10m+ hours on the opening weekend for Baldur's Gate 3, obviously PC only there since it's on neither Xbox nor PS5 yet. An impressive number to be sure, as proven by the fact that BG3 is #9 on the Steam peak concurrent players rankings, the two stats combined show that Larian games are no longer niche, and yet as impressive as those BG3 stats are, compare to Diablo 4:

From the combined closed and open beta weekends, Diablo 4 got 61m+ hours. Now obviously some caveats here, that is 6 days vs 4 days for BG3, and 5 platforms (PC, PS4, PS5, Xbox One, Xbox Series) versus only one platform for Baldur's Gate 3, but even considering all of that 6x more hours played for Diablo 4 is impressive for sure.

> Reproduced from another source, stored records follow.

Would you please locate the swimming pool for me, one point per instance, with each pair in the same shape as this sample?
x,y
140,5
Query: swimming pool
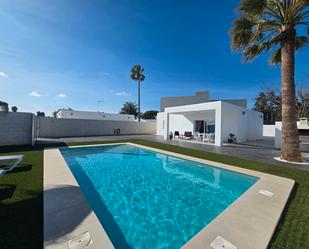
x,y
146,199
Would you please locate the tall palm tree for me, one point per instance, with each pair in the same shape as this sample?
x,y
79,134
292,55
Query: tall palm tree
x,y
137,74
274,25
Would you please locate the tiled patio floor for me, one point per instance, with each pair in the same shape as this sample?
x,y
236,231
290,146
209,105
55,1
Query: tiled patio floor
x,y
260,150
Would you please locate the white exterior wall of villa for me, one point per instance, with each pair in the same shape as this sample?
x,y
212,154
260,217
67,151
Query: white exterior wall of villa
x,y
169,121
228,118
245,124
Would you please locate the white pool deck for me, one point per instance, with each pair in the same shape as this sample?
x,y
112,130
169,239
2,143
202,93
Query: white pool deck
x,y
249,222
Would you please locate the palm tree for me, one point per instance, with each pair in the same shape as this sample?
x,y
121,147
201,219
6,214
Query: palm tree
x,y
273,25
129,108
137,74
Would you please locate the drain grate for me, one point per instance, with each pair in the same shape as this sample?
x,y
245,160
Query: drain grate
x,y
220,243
81,241
266,192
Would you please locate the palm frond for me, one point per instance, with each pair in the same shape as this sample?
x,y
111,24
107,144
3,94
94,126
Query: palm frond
x,y
253,51
264,24
275,57
301,41
253,7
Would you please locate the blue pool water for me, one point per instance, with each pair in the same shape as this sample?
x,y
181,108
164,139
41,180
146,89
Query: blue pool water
x,y
149,200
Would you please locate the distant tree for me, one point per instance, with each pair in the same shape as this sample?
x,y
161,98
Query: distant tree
x,y
137,73
4,107
151,114
14,109
129,108
40,114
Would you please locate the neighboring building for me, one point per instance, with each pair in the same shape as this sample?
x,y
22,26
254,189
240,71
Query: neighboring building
x,y
66,113
215,118
198,98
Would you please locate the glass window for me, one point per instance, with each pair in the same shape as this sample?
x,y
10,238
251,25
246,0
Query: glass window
x,y
199,126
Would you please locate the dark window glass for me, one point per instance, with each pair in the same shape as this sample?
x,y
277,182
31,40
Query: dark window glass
x,y
199,126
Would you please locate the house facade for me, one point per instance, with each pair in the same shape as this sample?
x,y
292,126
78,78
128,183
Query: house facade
x,y
216,119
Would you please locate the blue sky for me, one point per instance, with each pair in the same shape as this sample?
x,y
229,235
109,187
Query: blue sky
x,y
71,53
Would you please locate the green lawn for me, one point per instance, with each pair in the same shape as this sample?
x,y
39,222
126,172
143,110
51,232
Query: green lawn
x,y
21,216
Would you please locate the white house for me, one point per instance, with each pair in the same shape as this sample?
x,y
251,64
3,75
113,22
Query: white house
x,y
67,113
218,118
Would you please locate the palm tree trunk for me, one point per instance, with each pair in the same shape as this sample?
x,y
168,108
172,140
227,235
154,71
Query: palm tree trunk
x,y
289,135
139,101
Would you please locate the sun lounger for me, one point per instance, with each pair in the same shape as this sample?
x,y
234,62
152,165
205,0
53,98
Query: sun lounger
x,y
5,159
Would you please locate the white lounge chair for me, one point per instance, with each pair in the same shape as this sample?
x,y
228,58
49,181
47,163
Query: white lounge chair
x,y
4,159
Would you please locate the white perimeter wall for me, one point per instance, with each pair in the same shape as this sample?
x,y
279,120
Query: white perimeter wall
x,y
16,128
269,130
94,115
59,127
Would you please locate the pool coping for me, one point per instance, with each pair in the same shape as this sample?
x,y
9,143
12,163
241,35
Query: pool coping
x,y
249,222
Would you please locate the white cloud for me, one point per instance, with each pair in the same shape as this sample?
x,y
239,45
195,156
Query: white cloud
x,y
35,94
62,95
3,74
123,93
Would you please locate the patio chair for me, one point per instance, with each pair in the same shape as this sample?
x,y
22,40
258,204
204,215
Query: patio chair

Even more impressive though is Diablo 4's first full week stats, which unlike the open beta weekend, required purchasing the actual game for $70 or more (or renting the game from something like Gamefly in the US or a PC bang in Korea):

276m+ hours played. Now, again the caveats here, the Diablo 4 number is 12 days (June 1-June 12) as they included both the early access 5 days and the first 7 day week after the official release, and it is 5 platforms, PC, XB1, XS, PS4, PS5. Still, 276m hours played in 12 days is insanely impressive for Diablo 4. Just a shame that they have managed to largely collapse their playerbase since then with poor decisions, lol.

If Baldur's Gate 3 had been all 4 of it's planned platforms at launch, Windows, Mac, Xbox Series, and PS5, the hours number there obviously would have been alot bigger, shame Larian didn't have the resources for a simultaneous 4 platform launch and struggled to get splitscreen to run on Series S.